Well, this year's Sloan Sports Analytics Conference has come and gone, and I wasn't able to attend. Worse, I couldn't go to the SABR Analytics Conference either. Of course, I've followed along as best as I could, but there's no substitute for actually being in the room.

With analytics having their big moment in the sun, and with the topic of how analytics fit into sports still something of an open cultural question, there have been a few writers who have considered that intersection and written something about it. Over at SB Nation, Andrew Sharp wrote a review of the Sloan Conference (seems that he was in the room), which contained this excerpt:

If there's genius on display at Sloan, it's this: When scouts or coaches or old school GMs get something wrong, it's an example of traditional scouting methods failing. When analytics get something wrong, it's "randomness" that you can't control. A small part of a much bigger process, and teams and fans should trust that process until they get a better outcome.

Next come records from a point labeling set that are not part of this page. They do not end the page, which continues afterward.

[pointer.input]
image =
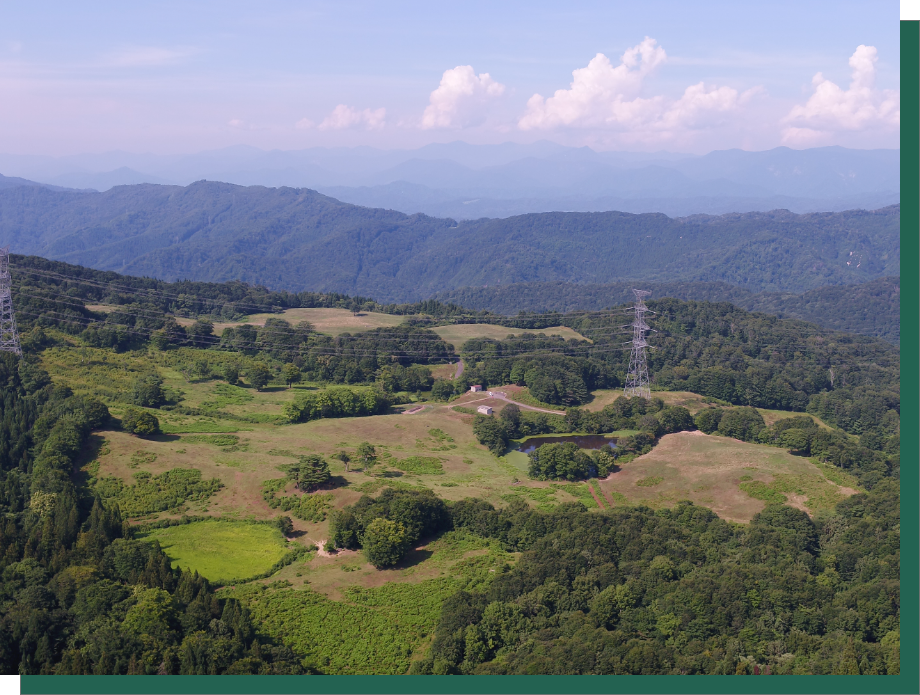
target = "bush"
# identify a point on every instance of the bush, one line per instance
(675, 419)
(707, 420)
(384, 542)
(148, 392)
(336, 402)
(140, 422)
(259, 375)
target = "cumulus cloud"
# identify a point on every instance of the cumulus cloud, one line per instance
(344, 117)
(605, 96)
(460, 97)
(831, 109)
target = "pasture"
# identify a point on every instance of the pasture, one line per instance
(713, 471)
(458, 334)
(222, 550)
(329, 321)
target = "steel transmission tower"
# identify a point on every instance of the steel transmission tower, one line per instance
(637, 382)
(9, 338)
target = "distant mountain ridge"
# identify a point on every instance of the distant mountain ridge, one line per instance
(298, 239)
(870, 308)
(471, 181)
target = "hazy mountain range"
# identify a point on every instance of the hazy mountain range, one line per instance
(298, 239)
(465, 181)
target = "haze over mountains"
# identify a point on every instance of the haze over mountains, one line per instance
(463, 181)
(298, 239)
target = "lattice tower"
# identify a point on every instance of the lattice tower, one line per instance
(9, 337)
(637, 381)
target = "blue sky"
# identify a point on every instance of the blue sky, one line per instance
(172, 77)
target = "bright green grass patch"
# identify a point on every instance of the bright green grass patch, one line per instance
(223, 395)
(169, 491)
(762, 491)
(373, 631)
(215, 440)
(222, 551)
(421, 465)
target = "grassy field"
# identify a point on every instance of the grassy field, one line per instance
(458, 334)
(329, 321)
(714, 472)
(222, 550)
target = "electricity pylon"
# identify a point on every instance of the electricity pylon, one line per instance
(9, 337)
(637, 381)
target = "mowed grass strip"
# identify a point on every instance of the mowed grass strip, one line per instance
(329, 321)
(222, 550)
(458, 334)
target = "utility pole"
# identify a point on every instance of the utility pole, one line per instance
(9, 337)
(637, 381)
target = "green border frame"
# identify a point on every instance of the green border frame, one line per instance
(907, 682)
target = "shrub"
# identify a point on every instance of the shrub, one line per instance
(741, 423)
(707, 420)
(140, 422)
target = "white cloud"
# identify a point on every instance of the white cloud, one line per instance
(460, 97)
(831, 109)
(343, 117)
(602, 96)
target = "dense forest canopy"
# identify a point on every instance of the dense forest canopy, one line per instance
(298, 239)
(631, 590)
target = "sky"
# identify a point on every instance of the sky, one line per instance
(178, 77)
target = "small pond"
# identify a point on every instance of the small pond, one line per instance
(584, 441)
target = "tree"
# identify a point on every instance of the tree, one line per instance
(285, 525)
(309, 472)
(490, 432)
(148, 392)
(231, 374)
(743, 423)
(384, 542)
(291, 374)
(343, 457)
(259, 375)
(140, 422)
(707, 420)
(675, 419)
(368, 455)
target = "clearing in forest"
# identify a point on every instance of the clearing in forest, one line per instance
(222, 550)
(329, 321)
(458, 334)
(734, 479)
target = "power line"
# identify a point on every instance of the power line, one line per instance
(637, 381)
(9, 336)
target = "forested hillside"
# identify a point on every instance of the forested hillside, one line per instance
(297, 239)
(870, 308)
(122, 430)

This might be the most damning critique of sabermetrics (and sports analytics in general) I've ever seen. Worse, it might be true.

Let's first name what we're talking about. It's a well-known phenomenon in psychology called the self-serving bias. When something good happens to you, you will tend to see it as the result of your own hard work and talent. When something bad happens, you will tend to blame bad luck. When something happens to someone else, especially to a rival, those attributions are generally switched. This has been proven in the psychological literature about 500 times. It's everywhere. You will do it today, I promise. I will too.

If you're reading Baseball Prospectus, you're probably tempted to reflexively say "Sharp is wrong." I was too. But, if we're going to be intellectually honest, this critique deserves a more thoughtful answer. One thing that sabermetrics can pride itself on is that we've made great strides in analyzing baseball while minimizing the biases that go along with "the human element." If we're going to be good scientists, we can't let this bias bring us down. Otherwise, we're just cheerleaders for spreadsheets.

There is a lot of randomness in baseball. Balls take weird hops when they hit a pebble. Wind air currents push a ball just inside the line for a double, rather than a loud foul ball. Teams have years where they win 80 percent of their one-run games. How much can we blame on random noise when we (as a group) don't get something right? How many of our correct predictions are the result of random noise breaking our way, rather than our own brilliant ideas? And is there room to say that "old school" methods (to the extent that the stereotype of the scout going purely by gut feel even exists any more) might have some credence, but might also have to deal with the problem of bad luck as well? There isn't a way to directly answer these questions fully, but the questions themselves raise some important issues.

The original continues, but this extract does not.